闇夜のなか、緋色のバイクは曲がりくねった石畳の路地をも疾風のごとく滑らかに駆け抜ける。そして世界各地の道という道を繋ぐ道路、【ワールド・ルート】へと出ようとした。しかし、街から出ようとした彼らの行く手を阻む者たちがあった。ちょうど街外れの廃れた工場跡の前の通りに差し掛かった辺りだ。
十数名の男たちが徒党を組み、緋色のバイクの前に立ちはだかる。彼らはいまだ昇り切らない大きな月を背に立っていた。

「悪いんだが兄ちゃんたち、ここは通せねぇよ」

一歩前に出た一番体格の良い男が仁王立ちで宣言する。手には木刀を持ち、それを肩に掛けていた。
片足をついてバイクを止めた夜重の背中でボソッと、頭悪そう、と呟く声がした。彼は苦々しげに笑いながらそれには答えず、数メートル先に現れた男達に向かって声を張り上げる。

「なんだ? 旅人から通行料でも巻き上げてんのか?」
「いやいや、んな酷なことはしねぇよ。 旅人なんて大して金は持ってねぇからな」
「わりかったな、一文無しで」

笑顔だった夜重の眉がひくついた。確かに彼の財布は現在大変風通しが良く、その気遣いはありがたいのだがどうにも苛立たしい。
しかし彼は気を取り直して顎を上げる。そして見下すように、目の前の男に嘲笑を投げかけた。

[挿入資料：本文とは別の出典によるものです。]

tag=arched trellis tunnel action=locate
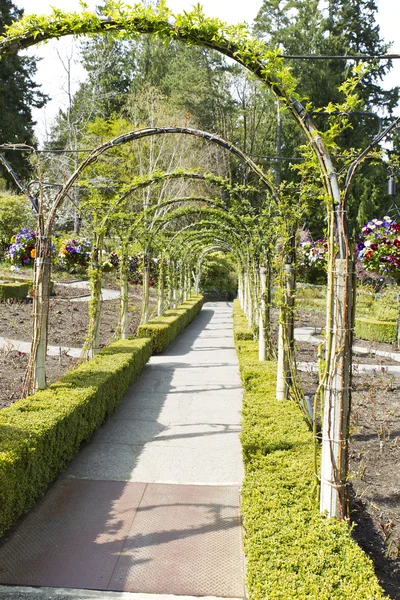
[0,3,384,517]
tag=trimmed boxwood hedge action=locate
[0,281,32,302]
[0,296,203,536]
[234,303,384,600]
[233,301,254,344]
[0,338,151,535]
[355,317,397,344]
[138,296,204,354]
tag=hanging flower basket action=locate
[58,238,92,270]
[357,216,400,282]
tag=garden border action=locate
[138,295,204,354]
[0,296,203,536]
[354,317,397,344]
[234,301,385,600]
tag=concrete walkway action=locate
[0,303,245,600]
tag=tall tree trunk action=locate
[320,258,355,519]
[258,259,273,361]
[141,252,150,323]
[157,257,165,317]
[119,243,129,340]
[24,232,51,395]
[82,234,103,360]
[276,228,296,400]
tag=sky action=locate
[10,0,400,141]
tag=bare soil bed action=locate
[296,311,400,600]
[0,349,79,409]
[0,285,156,408]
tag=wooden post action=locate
[258,265,267,360]
[276,263,295,400]
[157,257,165,317]
[141,262,149,323]
[32,246,51,392]
[320,258,355,519]
[119,243,129,340]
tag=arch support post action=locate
[157,257,165,317]
[31,237,51,394]
[276,261,295,400]
[320,258,355,519]
[141,264,150,323]
[119,244,129,340]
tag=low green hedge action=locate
[138,296,204,354]
[355,317,397,344]
[0,281,32,302]
[0,338,151,535]
[234,303,384,600]
[233,301,254,343]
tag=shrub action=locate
[0,281,32,302]
[0,296,203,536]
[138,296,204,354]
[234,303,384,600]
[233,302,254,343]
[355,317,397,344]
[0,338,151,535]
[200,252,237,297]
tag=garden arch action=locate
[0,3,354,518]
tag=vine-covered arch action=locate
[0,1,353,517]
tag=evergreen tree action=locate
[0,0,46,184]
[254,0,399,235]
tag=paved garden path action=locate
[0,303,245,600]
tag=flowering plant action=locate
[7,227,36,267]
[58,238,92,268]
[357,216,400,279]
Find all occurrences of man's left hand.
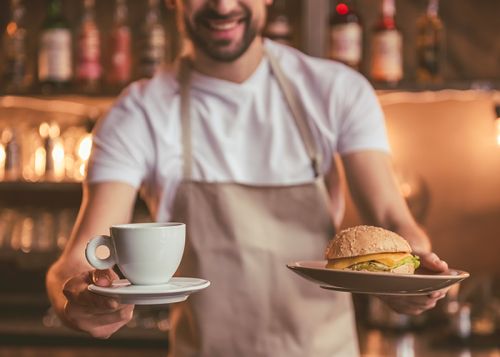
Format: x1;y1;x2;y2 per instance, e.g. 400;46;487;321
379;253;449;315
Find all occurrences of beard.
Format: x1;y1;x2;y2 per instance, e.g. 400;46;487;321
184;5;259;62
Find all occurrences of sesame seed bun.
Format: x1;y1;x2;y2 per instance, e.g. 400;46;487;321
325;226;412;260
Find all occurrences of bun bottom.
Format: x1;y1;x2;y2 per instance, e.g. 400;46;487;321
345;263;415;274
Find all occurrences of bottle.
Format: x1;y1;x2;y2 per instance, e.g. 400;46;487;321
1;128;22;181
138;0;167;78
416;0;444;84
264;0;293;46
328;0;363;70
106;0;132;94
76;0;102;94
0;0;31;94
370;0;403;86
38;0;73;94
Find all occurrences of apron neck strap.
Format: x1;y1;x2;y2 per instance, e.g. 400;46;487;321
178;50;321;179
265;50;321;177
178;57;193;180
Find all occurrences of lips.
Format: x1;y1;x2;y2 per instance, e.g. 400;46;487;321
205;18;243;31
201;16;246;41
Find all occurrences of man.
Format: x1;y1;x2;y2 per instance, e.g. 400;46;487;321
47;0;447;357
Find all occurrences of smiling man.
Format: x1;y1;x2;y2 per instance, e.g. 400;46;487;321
47;0;447;357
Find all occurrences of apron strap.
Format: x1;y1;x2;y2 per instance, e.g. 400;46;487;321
178;50;321;179
178;57;193;180
265;50;321;177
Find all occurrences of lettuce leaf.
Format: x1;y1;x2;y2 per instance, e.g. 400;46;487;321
348;255;420;272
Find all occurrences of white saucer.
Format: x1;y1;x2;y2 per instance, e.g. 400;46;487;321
88;278;210;305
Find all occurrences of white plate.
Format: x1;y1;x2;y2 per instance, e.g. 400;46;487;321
88;277;210;305
287;260;469;295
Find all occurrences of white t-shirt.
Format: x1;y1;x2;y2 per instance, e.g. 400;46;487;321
87;40;389;221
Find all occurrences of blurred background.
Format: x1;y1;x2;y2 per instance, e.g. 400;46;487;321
0;0;500;357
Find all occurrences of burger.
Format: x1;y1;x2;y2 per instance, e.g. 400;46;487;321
325;226;420;274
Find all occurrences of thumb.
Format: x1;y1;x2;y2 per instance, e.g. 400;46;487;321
91;269;118;287
420;253;448;272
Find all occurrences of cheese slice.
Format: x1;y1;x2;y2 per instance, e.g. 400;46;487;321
326;253;411;269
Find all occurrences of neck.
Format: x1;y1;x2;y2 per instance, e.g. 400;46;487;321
188;37;264;83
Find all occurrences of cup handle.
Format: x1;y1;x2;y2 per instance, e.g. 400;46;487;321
85;235;116;270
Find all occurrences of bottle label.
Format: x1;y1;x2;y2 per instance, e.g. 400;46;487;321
330;22;362;65
3;30;28;87
38;29;73;82
108;27;131;83
77;24;101;80
371;31;403;82
141;26;166;77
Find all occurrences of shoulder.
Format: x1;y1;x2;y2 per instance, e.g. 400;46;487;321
117;67;179;109
96;65;179;129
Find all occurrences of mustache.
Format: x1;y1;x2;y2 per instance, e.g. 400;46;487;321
194;6;252;23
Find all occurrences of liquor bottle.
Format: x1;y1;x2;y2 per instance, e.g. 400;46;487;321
137;0;167;78
370;0;403;85
76;0;102;94
38;0;73;94
0;0;31;94
106;0;132;93
264;0;293;46
328;0;363;70
416;0;444;83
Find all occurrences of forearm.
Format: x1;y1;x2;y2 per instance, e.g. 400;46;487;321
344;152;431;253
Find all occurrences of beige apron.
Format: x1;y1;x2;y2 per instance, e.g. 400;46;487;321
170;50;358;357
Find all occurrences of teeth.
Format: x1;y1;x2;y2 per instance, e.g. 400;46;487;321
210;21;238;31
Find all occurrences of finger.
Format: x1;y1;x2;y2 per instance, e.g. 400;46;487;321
420;253;448;272
63;273;120;309
90;269;118;287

「なら何だってんだよ? 用件だけなら聞いてやらねぇこともないぜ?」
「な、なんでおめぇがそんなに偉そうなんだよ! ここはオレがジャイアニズムな台詞を吐いてお前達を困らせるところだろ、明らかに!!」
「あ、そーなん?」

夜重の飄々とした態度に男は完全にペースを乱され、憤慨していた。彼は地団太を踏みながら半ば叫ぶように言う。

「とにかく! お前等はここを通れねぇんだよ! なぜならオレたちに捕まるからだ!!」
「お頭お頭、でもこいつ等本当に魔法使いと魔法帽なんですかねぇ。 職業案内所の親父は確かにそう言ってましたけど・・・」
「それは戦ってみれば分かるってもんよ! もし違っていたとしても、その女は結構高く売れそうだしな!!」

不安げに問うてきた連れ巻きを男は豪快に笑い飛ばす。

「ああ、つまり人身売買業者さんね。 あの職業案内所のオッサン、やっぱ百発くらいぶん殴っておくんだった」

ニヤリと笑んだ夜重の八重歯が月光を反射し妖しげに光った。彼はバイクのハンドルに腕を乗せ、ダラリと体を凭せ掛ける。

「プロに高額落札の保証がもらえたっぽいよ。 さてハノン・ハイヴさん、ご感想は?」
「黙れ」

地を這うかのような低い声で咎められ、夜重はクシャリと顔を歪めて苦笑した。けれどすぐに顔を上げ、改めて前方の男達を見据える。